More newborn nerve cells were observed, and the fatty myelin sheaths
around nerve cells — which had become thinned in the aged animals —
increased in diameter. In addition, the increase in telomerase
revitalized slumbering brain stem cells so they could produce new
neurons.
To show that all this new activity actually caused functional
improvements, the scientists tested the mice's ability to avoid a
certain area where they detected unpleasant odors that they associated
with danger, such as scents of predators or rotten food.
They had lost that survival skill as their olfactory nerve cells
atrophied, but after the telomerase boost, those nerves regenerated and
the mice regained their crucial sense of smell.
"One of the most amazing changes was in the animals' testes, which
were essentially barren as aging caused the death and elimination of
sperm cells," recounted DePinho. "When we restored telomerase, the
testes produced new sperm cells, and the animals' fecundity was improved
— their mates gave birth to larger litters."

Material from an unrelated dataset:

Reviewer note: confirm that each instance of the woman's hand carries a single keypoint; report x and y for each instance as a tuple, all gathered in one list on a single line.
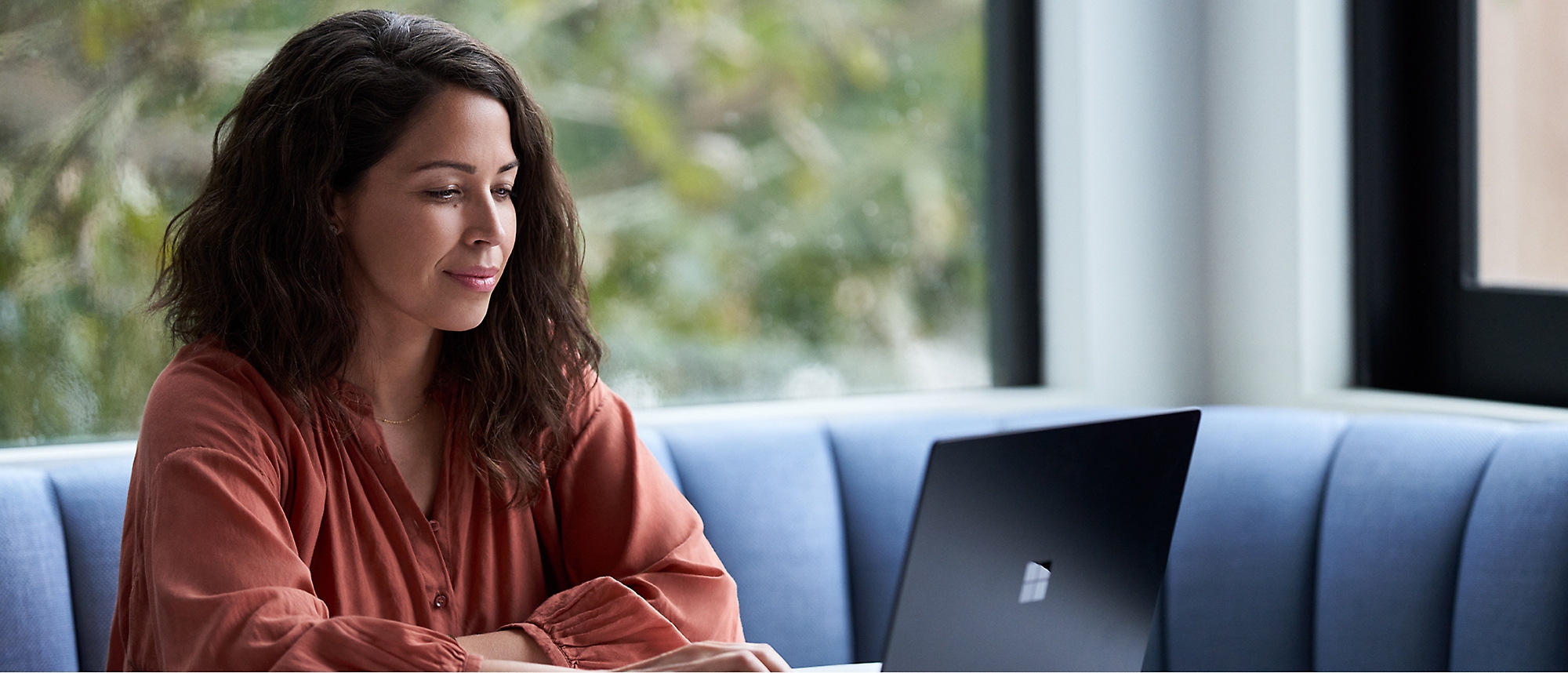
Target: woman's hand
[(714, 657)]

The telomerase boost also lengthened the rodents' lifespans compared
to their untreated counterparts — but they did not live longer than
normal mice, said the researchers.
The authors concluded, "This unprecedented reversal of age-related
decline in the central nervous system and other organs vital to adult
mammalian health justifies exploration of telomere rejuvenation
strategies for age-associated diseases."
Other authors include members of the DePinho research group and
Eleftheria Maratos-Flier, MD, of Beth Israel Deaconess Medical Center
and Harvard Medical School.
The research was supported by grants from the National Institutes of Health and the Belfer Foundation.